In our original example, EXAMPLE_CASE, we used 128 pes with each component running sequentially over the entire set of processors.
Now we change the layout to use 1728 processors and run the ice, lnd, and cpl models concurrently on the same processors as the atm model while the ocean model will run on its own set of processors. The atm model will be run on 1664 pes using 832 MPI tasks each threaded 2 ways and starting on global MPI task 0. The ice model is run using 320 MPI tasks starting on global MPI task 0, but not threaded. The lnd model is run on 384 processors using 192 MPI tasks each threaded 2 ways starting at global MPI task 320 and the coupler is run on 320 processors using 320 MPI tasks starting at global MPI task 512. The ocn model uses 64 MPI tasks starting at global MPI task 832.
Since we will be modifying env_mach_pes.xml after cesm_setup was called, the following needs to be invoked:
> ./cesm_setup -clean > xmlchange NTASKS_ATM=832 > xmlchange NTHRDS_ATM=2 > xmlchange ROOTPE_ATM=0 > xmlchange NTASKS_CPL=320 > xmlchange NTHRDS_CPL=1 > xmlchange ROOTPE_CPL=512 > xmlchange NTASKS_GLC=320 > xmlchange NTHRDS_GLC=1 > xmlchange ROOTPE_GLC=0 > xmlchange NTASKS_ICE=320 > xmlchange NTHRDS_ICE=1 > xmlchange ROOTPE_ICE=0 > xmlchange NTASKS_LND=192 > xmlchange NTHRDS_LND=2 > xmlchange ROOTPE_LND=320 > xmlchange NTASKS_OCN=64 > xmlchange NTHRDS_OCN=1 > xmlchange ROOTPE_OCN=832 > xmlchange NTASKS_ROF=192 > xmlchange NTHRDS_ROF=2 > xmlchange ROOTPE_ROF=320 > ./cesm_setup
It is interesting to compare the timings from the 128- and 1728-processor runs. The timing output below shows that the original model run on 128 pes cost 851 pe-hours/simulated_year. Running on 1728 pes, the model cost more than 5 times as much, but it runs more than two and a half times faster.
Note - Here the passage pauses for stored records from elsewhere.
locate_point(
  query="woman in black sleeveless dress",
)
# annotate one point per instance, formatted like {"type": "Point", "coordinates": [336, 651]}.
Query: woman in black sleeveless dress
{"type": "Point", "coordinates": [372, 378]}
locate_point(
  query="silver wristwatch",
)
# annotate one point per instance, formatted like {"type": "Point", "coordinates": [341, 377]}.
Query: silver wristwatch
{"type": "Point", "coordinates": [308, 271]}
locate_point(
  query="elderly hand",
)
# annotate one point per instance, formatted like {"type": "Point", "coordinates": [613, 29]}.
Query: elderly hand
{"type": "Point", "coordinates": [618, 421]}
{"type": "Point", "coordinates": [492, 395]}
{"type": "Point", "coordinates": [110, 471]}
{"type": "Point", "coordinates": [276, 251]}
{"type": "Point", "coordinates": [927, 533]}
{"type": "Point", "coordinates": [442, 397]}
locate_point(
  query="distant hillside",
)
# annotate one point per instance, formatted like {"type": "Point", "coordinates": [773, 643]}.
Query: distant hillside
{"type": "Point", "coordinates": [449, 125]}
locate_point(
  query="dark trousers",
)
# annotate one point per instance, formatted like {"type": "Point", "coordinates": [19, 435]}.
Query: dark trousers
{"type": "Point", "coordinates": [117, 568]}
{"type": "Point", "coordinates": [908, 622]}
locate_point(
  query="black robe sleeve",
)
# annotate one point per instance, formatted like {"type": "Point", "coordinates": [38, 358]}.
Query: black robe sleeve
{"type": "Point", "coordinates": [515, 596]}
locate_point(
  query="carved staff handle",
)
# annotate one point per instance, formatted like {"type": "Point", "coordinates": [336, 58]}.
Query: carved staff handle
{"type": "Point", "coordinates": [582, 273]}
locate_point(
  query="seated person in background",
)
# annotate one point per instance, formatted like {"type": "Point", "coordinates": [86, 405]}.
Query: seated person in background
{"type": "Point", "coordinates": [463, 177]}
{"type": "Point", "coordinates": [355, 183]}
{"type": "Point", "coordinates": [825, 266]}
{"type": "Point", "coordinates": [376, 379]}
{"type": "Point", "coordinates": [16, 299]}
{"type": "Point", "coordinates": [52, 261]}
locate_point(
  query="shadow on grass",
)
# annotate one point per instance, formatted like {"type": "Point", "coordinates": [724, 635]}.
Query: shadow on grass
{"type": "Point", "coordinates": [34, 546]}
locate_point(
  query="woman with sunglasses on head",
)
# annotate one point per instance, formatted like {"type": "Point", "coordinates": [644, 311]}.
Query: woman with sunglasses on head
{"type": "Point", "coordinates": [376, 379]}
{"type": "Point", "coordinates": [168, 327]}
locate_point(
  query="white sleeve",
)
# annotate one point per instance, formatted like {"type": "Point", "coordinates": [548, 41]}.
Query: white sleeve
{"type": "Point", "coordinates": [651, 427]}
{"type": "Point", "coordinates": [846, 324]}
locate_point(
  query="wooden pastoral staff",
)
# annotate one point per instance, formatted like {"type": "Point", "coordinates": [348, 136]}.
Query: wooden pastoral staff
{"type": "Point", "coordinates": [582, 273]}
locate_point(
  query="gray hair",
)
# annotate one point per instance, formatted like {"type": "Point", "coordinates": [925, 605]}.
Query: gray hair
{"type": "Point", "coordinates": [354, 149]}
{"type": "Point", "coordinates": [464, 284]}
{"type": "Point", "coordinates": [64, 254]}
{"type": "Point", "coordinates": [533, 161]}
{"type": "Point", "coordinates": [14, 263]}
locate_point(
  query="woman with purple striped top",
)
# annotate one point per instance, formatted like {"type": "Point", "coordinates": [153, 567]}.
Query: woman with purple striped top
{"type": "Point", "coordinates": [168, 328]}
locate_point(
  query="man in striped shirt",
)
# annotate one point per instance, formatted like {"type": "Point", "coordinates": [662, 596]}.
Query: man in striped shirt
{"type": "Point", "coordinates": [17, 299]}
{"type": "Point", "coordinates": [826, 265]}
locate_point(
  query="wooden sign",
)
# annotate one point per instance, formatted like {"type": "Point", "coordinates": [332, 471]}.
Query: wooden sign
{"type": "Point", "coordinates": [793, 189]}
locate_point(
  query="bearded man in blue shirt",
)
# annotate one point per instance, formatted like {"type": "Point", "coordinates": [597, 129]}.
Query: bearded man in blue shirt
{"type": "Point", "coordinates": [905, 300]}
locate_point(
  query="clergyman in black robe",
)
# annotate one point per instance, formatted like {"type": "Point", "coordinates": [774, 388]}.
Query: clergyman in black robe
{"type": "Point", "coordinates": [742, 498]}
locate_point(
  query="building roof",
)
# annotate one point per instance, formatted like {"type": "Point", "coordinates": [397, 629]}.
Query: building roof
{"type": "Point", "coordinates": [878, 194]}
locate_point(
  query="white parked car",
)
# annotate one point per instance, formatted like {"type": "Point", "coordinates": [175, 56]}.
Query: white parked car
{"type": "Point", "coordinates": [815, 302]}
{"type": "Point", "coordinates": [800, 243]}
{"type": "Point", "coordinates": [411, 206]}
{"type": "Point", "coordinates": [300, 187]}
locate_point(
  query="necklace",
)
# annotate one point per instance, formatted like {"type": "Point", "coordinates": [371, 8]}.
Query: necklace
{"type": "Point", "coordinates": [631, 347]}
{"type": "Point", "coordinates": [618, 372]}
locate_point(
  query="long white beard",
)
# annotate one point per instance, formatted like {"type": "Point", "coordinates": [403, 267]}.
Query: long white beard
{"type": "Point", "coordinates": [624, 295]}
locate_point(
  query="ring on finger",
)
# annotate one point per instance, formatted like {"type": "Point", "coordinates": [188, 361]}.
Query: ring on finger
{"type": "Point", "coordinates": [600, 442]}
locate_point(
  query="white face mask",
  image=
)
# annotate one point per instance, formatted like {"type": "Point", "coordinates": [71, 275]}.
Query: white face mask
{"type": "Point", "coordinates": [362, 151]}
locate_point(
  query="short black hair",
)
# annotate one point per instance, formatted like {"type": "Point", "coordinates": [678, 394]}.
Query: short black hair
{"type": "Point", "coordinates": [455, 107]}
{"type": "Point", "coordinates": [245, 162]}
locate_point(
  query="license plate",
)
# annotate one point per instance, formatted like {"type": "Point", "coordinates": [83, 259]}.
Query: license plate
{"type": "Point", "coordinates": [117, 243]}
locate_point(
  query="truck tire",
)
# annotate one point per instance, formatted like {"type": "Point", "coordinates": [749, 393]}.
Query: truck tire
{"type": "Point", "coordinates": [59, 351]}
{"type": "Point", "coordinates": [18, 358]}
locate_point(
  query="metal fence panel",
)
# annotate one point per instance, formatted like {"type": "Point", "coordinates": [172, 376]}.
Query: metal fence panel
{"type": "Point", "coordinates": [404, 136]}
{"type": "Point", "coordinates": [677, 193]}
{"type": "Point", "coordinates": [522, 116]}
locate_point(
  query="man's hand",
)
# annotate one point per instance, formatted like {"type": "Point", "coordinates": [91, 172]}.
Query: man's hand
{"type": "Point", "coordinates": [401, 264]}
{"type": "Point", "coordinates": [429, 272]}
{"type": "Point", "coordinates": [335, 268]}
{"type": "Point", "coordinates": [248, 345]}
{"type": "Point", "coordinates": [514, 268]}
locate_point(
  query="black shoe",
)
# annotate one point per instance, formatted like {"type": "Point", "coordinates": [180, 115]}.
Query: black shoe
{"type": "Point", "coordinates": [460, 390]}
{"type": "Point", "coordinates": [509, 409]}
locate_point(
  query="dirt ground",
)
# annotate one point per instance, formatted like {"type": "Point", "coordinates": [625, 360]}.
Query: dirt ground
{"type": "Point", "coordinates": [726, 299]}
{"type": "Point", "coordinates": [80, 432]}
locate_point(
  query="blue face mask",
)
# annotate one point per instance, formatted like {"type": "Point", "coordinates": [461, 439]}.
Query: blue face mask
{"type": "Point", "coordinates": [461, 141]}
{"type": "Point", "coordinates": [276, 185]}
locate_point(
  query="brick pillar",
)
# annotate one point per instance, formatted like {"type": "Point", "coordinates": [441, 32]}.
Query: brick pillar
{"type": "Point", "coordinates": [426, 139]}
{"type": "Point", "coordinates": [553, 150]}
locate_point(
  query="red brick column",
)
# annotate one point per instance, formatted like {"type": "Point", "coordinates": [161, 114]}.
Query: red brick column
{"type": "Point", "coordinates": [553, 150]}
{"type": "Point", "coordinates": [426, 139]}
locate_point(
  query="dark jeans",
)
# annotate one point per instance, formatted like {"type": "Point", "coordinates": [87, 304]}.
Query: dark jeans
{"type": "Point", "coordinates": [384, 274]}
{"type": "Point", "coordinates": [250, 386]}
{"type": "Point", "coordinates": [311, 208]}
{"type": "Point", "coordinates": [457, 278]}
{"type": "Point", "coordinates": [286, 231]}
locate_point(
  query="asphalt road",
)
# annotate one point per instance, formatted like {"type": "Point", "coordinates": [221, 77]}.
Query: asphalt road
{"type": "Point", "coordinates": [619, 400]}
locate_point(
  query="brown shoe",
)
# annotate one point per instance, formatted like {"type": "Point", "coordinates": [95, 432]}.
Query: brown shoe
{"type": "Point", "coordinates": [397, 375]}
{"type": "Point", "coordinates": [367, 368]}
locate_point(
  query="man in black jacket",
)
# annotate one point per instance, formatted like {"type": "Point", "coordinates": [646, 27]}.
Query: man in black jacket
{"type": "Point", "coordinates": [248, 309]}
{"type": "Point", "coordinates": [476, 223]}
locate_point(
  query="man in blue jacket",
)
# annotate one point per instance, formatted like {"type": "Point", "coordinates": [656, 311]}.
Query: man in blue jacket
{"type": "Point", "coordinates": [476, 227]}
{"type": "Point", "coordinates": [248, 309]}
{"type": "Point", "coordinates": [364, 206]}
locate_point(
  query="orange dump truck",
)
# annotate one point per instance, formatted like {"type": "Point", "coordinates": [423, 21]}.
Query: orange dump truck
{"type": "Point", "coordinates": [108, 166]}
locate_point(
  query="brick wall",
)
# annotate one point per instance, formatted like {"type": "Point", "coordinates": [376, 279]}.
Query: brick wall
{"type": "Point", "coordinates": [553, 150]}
128-processor case: Overall Metrics: Model Cost: 851.05 pe-hrs/simulated_year (scale= 1.00) Model Throughput: 3.61 simulated_years/day 1728-processor case: Overall Metrics: Model Cost: 4439.16 pe-hrs/simulated_year (scale= 1.00) Model Throughput: 9.34 simulated_years/day
See understanding load balancing CESM for detailed information on understanding timing files.